Agriculture in Sierra Leone

  • Liberia: Agribusiness Expo to Highlight 5-Year Fed Activity

    SIERRA LEONE, 2016/09/17 USAID's Food and Enterprise Improvment(FED), has announced that it will conclude its five-year operation with an Agribusiness Expo. The theme of the event is, "Building a Food fasten Next in Liberia." The Expo will take place on September 13 and 14 at the Monrovia City Hall. Vice President Joseph Nyumah Boakai will deliver the opening remarks, the organization said in a press release. FED is funded by the United States Agency for International Improvment(USAID) under 'Feed the Next,' the U.S. government's world hunger and food security initiative active in 19 nations around the world, inclunding 12 in Africa. FED operates in Liberia in close collaboration with the Ministry of Agriculture.
  • Avian flu in West Africa / FAO , prevent spread across region of 330 million

    BENIN, 2015/07/23 Fears are growing that without timely intervention to stem outbreaks of the highly virulent avian flu virus H5N1 across West Africa, further spread across the region and beyond is inevitable, FAO said today. To this end, the agency is calling for $20 million for prevention and response activities. The call follows outbreaks of the virus in poultry farms, markets and family holdings in Nigeria, Burkina Faso, Niger, Cote d’Ivoire and Ghana. The outbreak comes as nations across West Africa are still recovering from, and in some cases still battling, Ebola. Avian flu could trigger a mass die-off of chicken – a nutritious and inexpensive source of food for a lot of people– with detrimental impacts on diets and on the economy of the region, exacerbating an by presently difficult situation.
  • Food insecurity in Ebola affected countries

    GUINEA, 2014/12/20 The Food and Agriculture Organisation (FAO) and the World Food Programme (WFP) have said the Ebola epidemic in the affected West African nations could push the number of people facing food insecurity to additional than one million by next spring. 'The disease's impact is potentially devastating in the three nations by presently coping with chronic food insecurity,' according to a joint statement issued Thursday by the FAO and WFP. The statement noted that by presently this month, half a million people are estimated to be severely food insecure in Guinea, Liberia and Sierra Leone.
  • Africa: Can Africa Satisfy Its Hunger?

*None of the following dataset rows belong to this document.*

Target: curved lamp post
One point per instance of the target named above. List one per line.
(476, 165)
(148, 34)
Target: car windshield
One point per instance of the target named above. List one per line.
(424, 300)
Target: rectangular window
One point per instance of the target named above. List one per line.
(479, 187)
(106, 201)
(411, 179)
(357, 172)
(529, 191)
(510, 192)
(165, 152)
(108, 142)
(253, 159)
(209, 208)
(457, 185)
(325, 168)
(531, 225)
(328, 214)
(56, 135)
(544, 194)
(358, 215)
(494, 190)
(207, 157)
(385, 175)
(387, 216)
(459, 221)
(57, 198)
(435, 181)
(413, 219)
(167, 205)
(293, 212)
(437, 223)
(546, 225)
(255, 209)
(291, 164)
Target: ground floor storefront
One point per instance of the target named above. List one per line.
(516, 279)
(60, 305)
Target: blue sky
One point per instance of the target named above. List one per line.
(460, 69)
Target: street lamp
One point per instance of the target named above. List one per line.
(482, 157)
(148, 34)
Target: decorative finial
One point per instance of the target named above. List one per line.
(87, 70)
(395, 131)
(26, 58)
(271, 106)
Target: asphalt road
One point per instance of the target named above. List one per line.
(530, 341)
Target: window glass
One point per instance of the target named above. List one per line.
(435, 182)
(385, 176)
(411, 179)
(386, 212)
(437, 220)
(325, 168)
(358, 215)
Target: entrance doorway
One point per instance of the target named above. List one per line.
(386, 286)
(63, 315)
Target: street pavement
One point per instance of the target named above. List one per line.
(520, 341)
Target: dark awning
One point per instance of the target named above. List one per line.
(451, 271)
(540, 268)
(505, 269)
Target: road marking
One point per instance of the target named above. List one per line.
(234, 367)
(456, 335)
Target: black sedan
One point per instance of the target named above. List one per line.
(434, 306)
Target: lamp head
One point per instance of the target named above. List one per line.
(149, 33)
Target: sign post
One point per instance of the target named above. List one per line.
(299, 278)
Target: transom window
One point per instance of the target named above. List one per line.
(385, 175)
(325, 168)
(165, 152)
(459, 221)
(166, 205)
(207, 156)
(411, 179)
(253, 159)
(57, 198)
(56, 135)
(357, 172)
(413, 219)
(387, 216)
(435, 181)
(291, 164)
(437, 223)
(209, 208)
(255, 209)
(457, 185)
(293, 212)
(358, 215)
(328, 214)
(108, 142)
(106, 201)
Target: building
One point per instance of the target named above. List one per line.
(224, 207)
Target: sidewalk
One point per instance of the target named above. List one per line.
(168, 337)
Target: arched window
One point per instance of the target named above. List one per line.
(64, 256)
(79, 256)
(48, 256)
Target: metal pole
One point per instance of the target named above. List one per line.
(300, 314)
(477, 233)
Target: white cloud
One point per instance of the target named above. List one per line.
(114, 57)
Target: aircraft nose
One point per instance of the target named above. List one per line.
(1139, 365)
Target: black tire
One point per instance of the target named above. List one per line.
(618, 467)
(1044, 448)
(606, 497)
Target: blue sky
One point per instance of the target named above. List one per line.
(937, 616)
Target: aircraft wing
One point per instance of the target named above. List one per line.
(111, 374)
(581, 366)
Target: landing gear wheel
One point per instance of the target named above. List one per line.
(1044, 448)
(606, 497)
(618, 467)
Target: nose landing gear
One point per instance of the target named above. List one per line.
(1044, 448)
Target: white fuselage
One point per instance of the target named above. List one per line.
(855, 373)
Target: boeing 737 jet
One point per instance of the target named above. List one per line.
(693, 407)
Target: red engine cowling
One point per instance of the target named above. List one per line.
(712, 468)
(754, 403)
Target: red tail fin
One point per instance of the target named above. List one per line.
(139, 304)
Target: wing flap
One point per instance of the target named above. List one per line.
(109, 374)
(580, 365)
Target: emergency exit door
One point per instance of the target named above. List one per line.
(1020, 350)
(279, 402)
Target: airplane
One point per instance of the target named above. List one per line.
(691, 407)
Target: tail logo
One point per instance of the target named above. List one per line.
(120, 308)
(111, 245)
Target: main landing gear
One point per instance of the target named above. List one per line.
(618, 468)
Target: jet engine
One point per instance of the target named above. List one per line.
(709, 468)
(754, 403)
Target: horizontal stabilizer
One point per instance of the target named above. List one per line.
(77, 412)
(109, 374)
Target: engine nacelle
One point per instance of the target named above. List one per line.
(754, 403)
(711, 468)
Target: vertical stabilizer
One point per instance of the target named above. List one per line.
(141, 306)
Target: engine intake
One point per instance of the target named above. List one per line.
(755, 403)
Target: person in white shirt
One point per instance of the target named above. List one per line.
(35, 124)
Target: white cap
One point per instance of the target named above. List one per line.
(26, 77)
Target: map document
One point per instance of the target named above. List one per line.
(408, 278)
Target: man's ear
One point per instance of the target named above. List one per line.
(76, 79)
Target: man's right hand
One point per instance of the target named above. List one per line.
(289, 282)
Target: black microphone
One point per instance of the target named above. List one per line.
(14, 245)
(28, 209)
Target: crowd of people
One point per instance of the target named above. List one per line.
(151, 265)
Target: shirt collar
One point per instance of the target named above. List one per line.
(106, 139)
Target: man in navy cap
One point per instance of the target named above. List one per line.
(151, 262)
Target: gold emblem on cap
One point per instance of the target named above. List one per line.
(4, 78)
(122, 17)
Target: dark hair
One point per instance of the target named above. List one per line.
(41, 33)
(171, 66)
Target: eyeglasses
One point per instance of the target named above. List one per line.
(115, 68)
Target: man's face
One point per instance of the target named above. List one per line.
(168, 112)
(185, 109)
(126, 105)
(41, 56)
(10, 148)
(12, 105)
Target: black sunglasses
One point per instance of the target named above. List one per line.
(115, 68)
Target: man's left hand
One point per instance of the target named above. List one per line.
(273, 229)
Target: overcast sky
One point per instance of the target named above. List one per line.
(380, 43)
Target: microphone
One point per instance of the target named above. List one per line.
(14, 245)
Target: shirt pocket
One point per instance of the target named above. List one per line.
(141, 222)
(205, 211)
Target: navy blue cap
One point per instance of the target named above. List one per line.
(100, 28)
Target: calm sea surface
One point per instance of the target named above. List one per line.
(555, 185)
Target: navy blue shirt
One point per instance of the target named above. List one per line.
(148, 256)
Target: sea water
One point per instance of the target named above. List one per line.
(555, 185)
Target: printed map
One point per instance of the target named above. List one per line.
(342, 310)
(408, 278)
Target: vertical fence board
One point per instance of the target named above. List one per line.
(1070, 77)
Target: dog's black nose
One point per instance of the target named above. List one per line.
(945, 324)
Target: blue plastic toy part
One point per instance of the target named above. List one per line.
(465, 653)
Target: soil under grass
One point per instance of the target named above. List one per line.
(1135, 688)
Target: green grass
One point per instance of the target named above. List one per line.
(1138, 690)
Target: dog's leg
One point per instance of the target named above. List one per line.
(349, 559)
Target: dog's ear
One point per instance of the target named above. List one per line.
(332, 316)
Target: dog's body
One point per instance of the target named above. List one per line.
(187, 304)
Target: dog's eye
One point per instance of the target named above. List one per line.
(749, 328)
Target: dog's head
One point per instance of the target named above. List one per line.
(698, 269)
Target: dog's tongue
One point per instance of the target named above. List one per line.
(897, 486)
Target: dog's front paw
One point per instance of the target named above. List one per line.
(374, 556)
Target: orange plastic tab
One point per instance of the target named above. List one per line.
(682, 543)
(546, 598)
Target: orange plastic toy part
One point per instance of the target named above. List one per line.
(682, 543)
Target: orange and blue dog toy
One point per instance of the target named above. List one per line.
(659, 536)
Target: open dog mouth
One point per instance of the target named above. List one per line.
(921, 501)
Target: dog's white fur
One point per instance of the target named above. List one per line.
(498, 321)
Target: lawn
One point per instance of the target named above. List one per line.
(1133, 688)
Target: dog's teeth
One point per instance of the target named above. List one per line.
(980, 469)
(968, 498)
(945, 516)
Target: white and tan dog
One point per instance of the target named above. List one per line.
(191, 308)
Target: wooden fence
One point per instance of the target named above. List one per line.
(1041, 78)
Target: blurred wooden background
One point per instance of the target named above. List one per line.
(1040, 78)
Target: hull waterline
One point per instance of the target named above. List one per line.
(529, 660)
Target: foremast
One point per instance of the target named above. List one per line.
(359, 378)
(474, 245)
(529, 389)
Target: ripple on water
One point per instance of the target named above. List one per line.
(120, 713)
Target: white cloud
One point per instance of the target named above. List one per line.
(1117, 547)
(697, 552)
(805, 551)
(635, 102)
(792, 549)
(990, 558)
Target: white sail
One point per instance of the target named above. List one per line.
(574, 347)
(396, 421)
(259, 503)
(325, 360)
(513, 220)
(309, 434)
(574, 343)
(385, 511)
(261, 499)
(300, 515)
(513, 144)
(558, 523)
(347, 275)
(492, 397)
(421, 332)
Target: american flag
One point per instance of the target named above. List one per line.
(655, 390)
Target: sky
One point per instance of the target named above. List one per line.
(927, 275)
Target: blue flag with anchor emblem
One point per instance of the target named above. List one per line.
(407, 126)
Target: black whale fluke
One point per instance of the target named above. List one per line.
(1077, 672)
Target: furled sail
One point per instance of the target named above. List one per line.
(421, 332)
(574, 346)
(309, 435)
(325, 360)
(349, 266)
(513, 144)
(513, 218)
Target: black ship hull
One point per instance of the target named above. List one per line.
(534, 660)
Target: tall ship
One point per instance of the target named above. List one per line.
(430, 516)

    BOTSWANA, 2013/04/02 Africa frequently experiences food shortages, although its 900 million farmers could feed the continent, inclunding supplying other parts of the world. But for this to happen they need the support of politicians.
  • Illegal fishing hits fish stocks, livelihoods in Sierra Leone

    SIERRA LEONE, 2012/12/31 Fishing communities in Sierra Leone have been hit hard by illegal and unregulated fishing off the West African coast. Unsustainable local fishing practices and the activities of foreign trawlers engaged in so-called “pirate fishing” have led to a significant decline in fish stocks in Sierra Leone, environmental groups and local officials say. Despite a recent clamp-down on illegal fishing, local fishermen say their catches have been reduced drastically since the onset of the country’s 11-year civil war which ended in 2002. Samuel Bangura, the harbour master at Tombo fishing village on the Freetown peninsula, voiced concern over the current national of fishing in Sierra Leone.
  • MCC Selects Countries Eligible for New Programs

    CANADA, 2012/12/30 At its quarterly conference December 19, the U.S. Millennium Challenge Corporation (MCC) board of directors selected Liberia, Niger, Sierra Leone, Morocco and Tanzania as eligible to develop proposals for new compacts, and Guatemala as eligible for a Threshold Program. "This year's selection decisions are a testament to the 'MCC Effect,' the ability of MCC to provide incentives for nations to adopt policy reforms and strengthen institutions in order to become eligible for an MCC compact," said Daniel W. Yohannes, MCC's chief executive officer.